船のスクリューの2重反転ファンに着目
「すでにそういう製品があるのは知っていました。ただ、それらはUSB給電のため風量が弱かったので強くできたらいいなと考えました」(藤井氏)
そのとき、藤井氏のデスクの上にあったのが、OEM向けに製造していた鳩時計に使う小型モーターだった。「これにファンを付ければいいんじゃないか?」とひらめいた。しかし、ただファンを付けただけではパワー不足なのは同じだ。クロックメーカーのリズムにはファンのノウハウはなかったが、限られた時間の中でさまざまなファンを研究。そんな中で船のスクリューについている2重反転ファンを見つけた。
「タイトなスケジュールだったので、単一のファンだと風が弱すぎるからやめようって言っていました。あるとき、藤井から手持ちで2重反転ファンの風を向けられたらすごく風が強くて、これはやべえぞって思いました」(横田さん)
USB給電では5V0.5A、つまり2.5Wでファンを回すことになる。通常の扇風機なら40~50Wの電力を使うため、パワー不足は当然だ。しかし、2重反転ファンなら十分な風量が作れることがわかった。
ペン立てを改造して試作機を完成
モーターと同様にデスクにあったメッシュのペン立てをカットして試作機を作り上げ提案した。しかし、その時点ではクライアントの担当者は乗り気ではなかったそうだ。しかし、担当者が持ち帰った試作機を上司がデスク前を通りがかったときに偶然見かけて、「これはいける!」と直感でGOサインを出したという。これでUSBファンの製品化が動き出した。
そうして企画・製造したUSBデスクファンはOEM先の雑貨ブランドでヒット。数カ月遅れて発売した自社ブランドの「Silky Wind」も好調な売れ行きを記録した。
USBデスクファンが成功したことで、次のアイデアが出てきた。

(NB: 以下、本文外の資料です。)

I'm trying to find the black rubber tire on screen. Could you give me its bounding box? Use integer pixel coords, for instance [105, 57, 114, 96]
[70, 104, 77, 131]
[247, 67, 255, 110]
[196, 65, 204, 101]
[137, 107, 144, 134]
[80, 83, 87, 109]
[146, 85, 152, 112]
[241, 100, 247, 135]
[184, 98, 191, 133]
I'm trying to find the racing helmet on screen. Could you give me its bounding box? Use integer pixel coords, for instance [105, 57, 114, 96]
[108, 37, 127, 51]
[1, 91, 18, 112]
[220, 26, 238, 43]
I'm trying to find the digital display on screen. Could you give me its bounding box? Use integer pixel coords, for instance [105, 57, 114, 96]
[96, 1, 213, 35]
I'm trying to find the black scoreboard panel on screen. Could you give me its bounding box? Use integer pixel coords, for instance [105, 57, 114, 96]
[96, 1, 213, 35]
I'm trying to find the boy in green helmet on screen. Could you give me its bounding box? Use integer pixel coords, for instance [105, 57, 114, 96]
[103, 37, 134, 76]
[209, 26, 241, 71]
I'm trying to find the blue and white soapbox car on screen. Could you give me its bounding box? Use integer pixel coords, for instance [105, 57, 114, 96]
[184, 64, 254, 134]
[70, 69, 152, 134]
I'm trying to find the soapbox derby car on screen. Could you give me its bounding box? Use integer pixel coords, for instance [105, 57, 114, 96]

それが2016年に発売した携帯型のハンディファン「モバイルうちわ」だ。当時はまだバッテリーが搭載できず、電源には単3乾電池3本を採用していた。
しかし、これには苦戦した。USBデスクファンを納めた大手生活雑貨ブランドにも提案したが断られ、製品化前の2015年には展示会にも出展したがOEM先が見つかることもなく、反応は芳しくなかったという。一方で、中国・韓国のメーカーや工場からの来場者が足を止めて見て行ったそうだ。雑貨量販店など数社に声をかけてなんとか製造にこぎつけた。